Meshing is a two stage process. First, the dataset is divided up into atomic chunks that will be meshed independently of each other using the MeshTask. The resulting mesh fragments are uploaded to the destination layer's meshing directory (which might be named something like mesh_mip_3_err_40). Without additional processing, Neuroglancer has no way of knowing the names of these chunks (which will be named something like $SEGID:0:$BOUNDING_BOX e.g. 1052:0:0-512_0-512_0-512). The $BOUNDING_BOX part of the name is arbitrary and is the convention used by igneous because it is convenient for debugging.

The second stage is running the MeshManifestTask which generates files named $SEGID:0. It contains a short JSON snippet that looks like { "fragments": [ "1052:0:0-512_0-512_0-512" ] }. This file tells neuroglancer which mesh files to download.

# Signature
create_meshing_tasks(task_queue, layer_path, mip, shape=Vec(512, 512, 512)) # First Pass
create_mesh_manifest_tasks(task_queue, layer_path, magnitude=3) # Second Pass

The parameters above are mostly self explainatory, but the magnitude parameter of create_mesh_manifest_tasks is a bit odd. What a MeshManifestTask does is iterate through a proportion of the files defined by a filename prefix. magnitude splits up the work by an additional 10^magnitude. A high magnitude (3-5+) is appropriate for horizontal scaling workloads while small magnitudes (1-2) are more suited for small volumes locally processed since there is overhead introduced by splitting up the work.

In the future, a third stage might be introduced that fuses all the small fragments into a single file.

Contrast Normalization (LuminanceLevelsTask & ContrastNormalizationTask)

Sometimes a dataset's luminance values cluster into a tight band and make the image unnecessarily bright or dark and above all low contrast. Sometimes the data may be 16 bit, but the values cluster all at the low end, making it impossible to even see without using ImageJ / Fiji or another program that supports automatic image normalization. Furthermore, Fiji can only go so far on a Teravoxel or Petavoxel dataset.
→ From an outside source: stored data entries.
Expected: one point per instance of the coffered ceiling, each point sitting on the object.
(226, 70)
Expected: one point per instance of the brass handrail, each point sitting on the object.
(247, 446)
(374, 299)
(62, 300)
The object of these tasks are to first create a representative sample of the luminance levels of a dataset per a Z slice (i.e. a frequency count of gray values). This levels information is then used to perform per Z section contrast normalization. In the future, perhaps we will attempt global normalization. The algorithm currently in use reads the levels files for a given Z slice, determines how much of the ends of the distribution to lop off, perhaps 1% on each side (you should plot the levels files for your own data as this is configurable, perhaps you might choose 0.5% or 0.25%). The low value is recentered at 0, and the high value is stretched to 255 (in the case of uint8s) or 65,535 (in the case of uint16).

# First Pass: Generate $layer_path/levels/$mip/
create_luminance_levels_tasks(task_queue, layer_path, coverage_factor=0.01, shape=None, offset=(0,0,0), mip=0) 
# Second Pass: Read Levels to stretch value distribution to full coverage
create_contrast_normalization_tasks(task_queue, src_path, dest_path, shape=None, mip=0, clip_fraction=0.01, fill_missing=False, translate=(0,0,0))

Conclusion

It's possible something has changed or is not covered in this documentation. Please read igneous/task_creation.py and igneous/tasks.py for the most current information.

Please post an issue or PR if you think something needs to be addressed.